Amendment No. 5 to 2012 Equity Incentive Plan

EX-10.7 3 f10k2019ex10-7_myos.htm AMENDMENT NO. 5 TO 2012 EQUITY INCENTIVE PLAN

Exhibit 10.7


Amendment No. 5 to the

MYOS Corporation 2012 Equity Incentive Plan


WHEREAS, MYOS Corporation (the “Company”) has established the MYOS Corporation 2012 Equity Incentive Plan, effective September 24, 2012 (as amended, the “Plan”);


WHEREAS, the Company's Board of Directors (the “Board”) has the authority pursuant to Section 14(a) of the Plan to amend the Plan subject to the approval of holders of the Company's common stock (“Common Stock”), $0.001 par value per share (the “Stockholders”) entitled to vote in accordance with applicable law;


WHEREAS, the Board desires to amend the Plan to increase the aggregate number of shares of the Company's Common Stock that may be issued under the Plan (“Amendment No. 5”); and


WHEREAS, on November 7, 2019, the Board determined to approve Amendment No. 4 and recommend its approval to the Stockholders;


NOW, THEREFORE, pursuant to the power of amendment set forth in the Plan and Stockholders approval per proxy vote, the Plan is hereby amended as follows effective December 23, 2019:


1.    The reference to “850,000 shares” in the first sentence of paragraph (b) of Section 5 of the Plan is replaced in its entirety with “1,200,000 shares”.


2.     Except as hereinabove amended and modified, the Plan shall remain in full force and effect.

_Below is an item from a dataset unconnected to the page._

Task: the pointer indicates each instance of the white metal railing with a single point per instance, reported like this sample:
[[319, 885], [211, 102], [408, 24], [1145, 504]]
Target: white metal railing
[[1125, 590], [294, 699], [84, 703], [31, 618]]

3.     A majority in voting interest of the stockholders present in person or by proxy and entitled to vote at the meeting of stockholders at which this Amendment No. 5 to the Plan was considered, has duly approved this Amendment No. 5 to the Plan.


IN WITNESS WHEREOF, this Amendment No. 5 to the Plan is made effective this 23rd day of December, 2019.